Dr Kadapa, an affable man with a smile for everyone interacted with academicians, researchers and farmers at their own levels. Never giving the other opportunity to feel that the other was less knowledgeable than him. In fact, he took self-abnegation to a different level. I often visited his research station at Dharwad Agriculture University and marvelled at the patience, perseverance and dogged determination of plant scientists: for it takes years to develop a hybrid. By the time I has enough savings and bought a piece of agricultural land Dr Kadapa was no more. Had he been around I could have always approached him for solutions to my problems related to farming.
I either approach different forums related to agriculture or check out columns in newspapers like The Hindu or Deccan Herald. In my present I dug the old issue of DH, my mother-in-law had preserved for me. In this post I am sharing the information I picked up and which could be helpful to a novice farmer.

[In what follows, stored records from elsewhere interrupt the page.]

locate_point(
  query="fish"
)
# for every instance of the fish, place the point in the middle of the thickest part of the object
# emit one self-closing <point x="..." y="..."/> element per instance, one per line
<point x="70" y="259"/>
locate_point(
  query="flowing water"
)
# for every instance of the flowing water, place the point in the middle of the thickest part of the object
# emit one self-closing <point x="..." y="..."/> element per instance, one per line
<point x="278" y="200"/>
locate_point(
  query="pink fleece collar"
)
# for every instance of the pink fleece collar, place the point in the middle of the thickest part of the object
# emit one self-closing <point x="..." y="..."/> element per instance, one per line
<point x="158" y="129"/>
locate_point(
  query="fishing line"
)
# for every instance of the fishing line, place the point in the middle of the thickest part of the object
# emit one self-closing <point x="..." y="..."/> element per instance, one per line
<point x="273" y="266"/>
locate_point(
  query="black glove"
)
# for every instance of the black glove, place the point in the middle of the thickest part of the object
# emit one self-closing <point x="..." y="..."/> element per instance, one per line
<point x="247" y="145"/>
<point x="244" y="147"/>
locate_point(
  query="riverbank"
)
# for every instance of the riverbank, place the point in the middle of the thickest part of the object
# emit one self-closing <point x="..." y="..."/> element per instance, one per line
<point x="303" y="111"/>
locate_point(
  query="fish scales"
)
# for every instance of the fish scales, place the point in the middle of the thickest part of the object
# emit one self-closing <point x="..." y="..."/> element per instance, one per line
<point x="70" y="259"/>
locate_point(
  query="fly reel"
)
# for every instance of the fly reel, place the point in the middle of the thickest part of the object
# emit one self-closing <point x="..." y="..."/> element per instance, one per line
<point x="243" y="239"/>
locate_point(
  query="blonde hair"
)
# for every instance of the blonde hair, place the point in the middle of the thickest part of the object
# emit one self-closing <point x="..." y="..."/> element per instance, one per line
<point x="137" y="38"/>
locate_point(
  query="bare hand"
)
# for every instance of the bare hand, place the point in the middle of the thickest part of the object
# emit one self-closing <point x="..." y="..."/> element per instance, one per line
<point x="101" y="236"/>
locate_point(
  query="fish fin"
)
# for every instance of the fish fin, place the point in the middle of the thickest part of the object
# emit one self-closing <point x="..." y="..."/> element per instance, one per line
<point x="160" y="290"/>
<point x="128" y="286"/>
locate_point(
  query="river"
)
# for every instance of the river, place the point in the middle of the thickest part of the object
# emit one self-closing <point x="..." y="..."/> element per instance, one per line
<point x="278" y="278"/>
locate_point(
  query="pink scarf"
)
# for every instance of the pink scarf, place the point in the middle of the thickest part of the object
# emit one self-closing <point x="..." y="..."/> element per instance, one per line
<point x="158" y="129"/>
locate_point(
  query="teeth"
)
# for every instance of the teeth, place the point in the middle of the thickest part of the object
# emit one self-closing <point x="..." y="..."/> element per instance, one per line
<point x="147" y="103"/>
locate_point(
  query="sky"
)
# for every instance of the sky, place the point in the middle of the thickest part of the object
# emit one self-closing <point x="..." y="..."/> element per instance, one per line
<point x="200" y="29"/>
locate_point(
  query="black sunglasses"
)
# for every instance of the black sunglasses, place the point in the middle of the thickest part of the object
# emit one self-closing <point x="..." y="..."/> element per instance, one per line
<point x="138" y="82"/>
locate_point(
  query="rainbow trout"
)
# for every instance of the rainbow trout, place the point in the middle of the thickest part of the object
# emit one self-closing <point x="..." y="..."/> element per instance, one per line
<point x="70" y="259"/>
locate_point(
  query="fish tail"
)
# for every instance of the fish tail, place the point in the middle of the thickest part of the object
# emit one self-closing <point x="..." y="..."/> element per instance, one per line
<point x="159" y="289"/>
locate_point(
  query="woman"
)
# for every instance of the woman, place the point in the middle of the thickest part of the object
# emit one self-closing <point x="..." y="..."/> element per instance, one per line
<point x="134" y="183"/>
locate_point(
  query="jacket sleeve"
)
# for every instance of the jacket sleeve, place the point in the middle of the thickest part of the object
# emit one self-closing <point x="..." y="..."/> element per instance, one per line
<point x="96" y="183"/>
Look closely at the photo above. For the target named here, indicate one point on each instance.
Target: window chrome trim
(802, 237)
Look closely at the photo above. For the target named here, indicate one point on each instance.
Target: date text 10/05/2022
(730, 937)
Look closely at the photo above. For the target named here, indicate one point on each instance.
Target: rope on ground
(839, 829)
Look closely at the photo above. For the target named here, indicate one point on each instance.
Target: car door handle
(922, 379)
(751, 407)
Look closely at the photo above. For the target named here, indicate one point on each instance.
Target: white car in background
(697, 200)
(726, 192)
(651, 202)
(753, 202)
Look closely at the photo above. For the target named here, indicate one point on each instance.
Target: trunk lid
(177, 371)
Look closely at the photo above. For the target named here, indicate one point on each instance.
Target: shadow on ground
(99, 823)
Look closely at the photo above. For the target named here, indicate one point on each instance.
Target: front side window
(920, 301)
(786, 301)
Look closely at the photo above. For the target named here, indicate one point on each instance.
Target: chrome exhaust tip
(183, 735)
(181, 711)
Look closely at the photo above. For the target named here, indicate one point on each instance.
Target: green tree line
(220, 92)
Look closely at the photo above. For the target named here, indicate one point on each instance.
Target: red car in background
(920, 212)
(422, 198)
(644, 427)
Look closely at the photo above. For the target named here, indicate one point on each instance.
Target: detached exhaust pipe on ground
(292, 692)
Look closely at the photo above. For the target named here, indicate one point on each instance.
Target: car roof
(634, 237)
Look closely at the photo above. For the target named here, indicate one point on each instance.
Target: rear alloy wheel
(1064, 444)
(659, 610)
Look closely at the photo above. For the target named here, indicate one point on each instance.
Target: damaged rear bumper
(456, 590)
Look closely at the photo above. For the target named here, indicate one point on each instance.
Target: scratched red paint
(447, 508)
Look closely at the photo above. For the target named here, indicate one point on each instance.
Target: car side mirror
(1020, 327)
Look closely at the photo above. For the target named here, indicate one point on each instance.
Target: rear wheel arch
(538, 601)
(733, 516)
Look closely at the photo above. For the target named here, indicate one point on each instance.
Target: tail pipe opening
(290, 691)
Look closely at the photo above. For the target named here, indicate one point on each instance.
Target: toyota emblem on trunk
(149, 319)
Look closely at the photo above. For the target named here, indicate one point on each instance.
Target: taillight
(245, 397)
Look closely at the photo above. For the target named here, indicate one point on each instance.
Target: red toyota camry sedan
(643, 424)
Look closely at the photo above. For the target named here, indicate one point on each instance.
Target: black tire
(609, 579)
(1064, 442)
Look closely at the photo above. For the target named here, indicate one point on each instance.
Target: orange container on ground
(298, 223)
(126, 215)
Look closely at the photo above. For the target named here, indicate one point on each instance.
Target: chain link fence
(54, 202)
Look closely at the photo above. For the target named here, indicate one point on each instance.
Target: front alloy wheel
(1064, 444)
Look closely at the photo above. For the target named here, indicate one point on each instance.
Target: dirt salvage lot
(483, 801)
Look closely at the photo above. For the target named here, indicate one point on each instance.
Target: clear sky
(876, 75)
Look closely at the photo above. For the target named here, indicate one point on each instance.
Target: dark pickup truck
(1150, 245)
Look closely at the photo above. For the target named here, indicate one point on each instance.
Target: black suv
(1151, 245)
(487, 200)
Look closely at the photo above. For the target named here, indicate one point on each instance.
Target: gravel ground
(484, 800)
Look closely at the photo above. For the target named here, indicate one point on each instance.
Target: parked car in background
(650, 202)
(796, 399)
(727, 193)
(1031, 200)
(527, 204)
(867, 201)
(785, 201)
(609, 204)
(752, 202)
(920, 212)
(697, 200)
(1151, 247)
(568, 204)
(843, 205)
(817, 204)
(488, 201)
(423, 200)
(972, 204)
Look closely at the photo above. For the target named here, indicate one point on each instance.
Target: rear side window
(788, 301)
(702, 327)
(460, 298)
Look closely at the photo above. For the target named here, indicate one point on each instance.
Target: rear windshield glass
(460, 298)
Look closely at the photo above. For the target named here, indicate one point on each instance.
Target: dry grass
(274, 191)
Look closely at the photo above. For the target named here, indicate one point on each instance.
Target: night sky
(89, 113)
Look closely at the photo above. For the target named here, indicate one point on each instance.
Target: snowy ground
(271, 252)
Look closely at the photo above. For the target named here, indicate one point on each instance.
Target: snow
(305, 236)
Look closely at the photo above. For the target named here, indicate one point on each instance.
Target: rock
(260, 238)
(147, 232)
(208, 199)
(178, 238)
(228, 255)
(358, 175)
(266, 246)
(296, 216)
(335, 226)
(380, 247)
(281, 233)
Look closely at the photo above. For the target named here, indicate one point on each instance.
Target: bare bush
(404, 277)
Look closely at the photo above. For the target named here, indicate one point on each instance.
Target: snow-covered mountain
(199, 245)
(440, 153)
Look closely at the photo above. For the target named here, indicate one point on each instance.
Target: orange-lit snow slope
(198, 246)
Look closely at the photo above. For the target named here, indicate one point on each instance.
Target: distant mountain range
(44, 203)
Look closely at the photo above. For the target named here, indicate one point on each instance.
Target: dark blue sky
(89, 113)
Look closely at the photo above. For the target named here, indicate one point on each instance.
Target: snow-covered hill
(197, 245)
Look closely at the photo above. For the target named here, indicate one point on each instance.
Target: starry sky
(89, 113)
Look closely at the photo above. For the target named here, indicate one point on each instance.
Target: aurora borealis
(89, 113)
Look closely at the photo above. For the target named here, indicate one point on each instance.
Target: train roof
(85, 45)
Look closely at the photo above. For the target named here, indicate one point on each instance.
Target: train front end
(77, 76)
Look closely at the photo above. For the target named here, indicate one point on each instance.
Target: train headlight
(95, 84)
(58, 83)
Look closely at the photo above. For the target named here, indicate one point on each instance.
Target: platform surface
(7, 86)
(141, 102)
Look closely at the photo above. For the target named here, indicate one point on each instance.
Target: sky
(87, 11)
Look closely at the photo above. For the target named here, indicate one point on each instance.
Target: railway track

N R Chandrasekhar of Nenamanahalli in Kolar district (Karnataka) has built 50 pits which can store 900 lts of water totaling 45,000 lts. So that not a single drop of rainwater leaves the land. He says that the crop won’t be affected if it doesn’t rain for a month, with the percolated water underground taking care of the crops. Besides he has sown horse gram whose green canopy will stop evaporation. Earlier, he had grown ragi and when it rained he sowed jute. These have mulched and in the process created six to eight tonnes of leafy manure.
Suraj Patil of Kamlapur in Gulbarga district of Karnataka has revived the famed red bananas which sells for Rs 100 a dozen in Bangalore and Mumbai. Red banana has been registered under Geographical Indication registry. Plantation starts in June to August and requires a large quantity of compost. The cost of farming is Rs 50,000 per care and the income generated is around Rs three lakh per acre. Red banana plants grow too tall and storms or heavy rain could fell the plant.
Toobugere in Doddaballapur taluka in Karnataka has the country’s only Jackfruit Growers’ Association. Most jackfruit plants are planted on the borders of the plot which begins fruiting from the seventh year onwards.
Eshwar Prasad of Puttur in Dakshina Kannada has grown paddy on areca peel in front of his farmhouse. He took care of the pest by spraying a mixture of garlic juice and asafoetida. Having tasted success he plans to sow a short grained variety of paddy next year.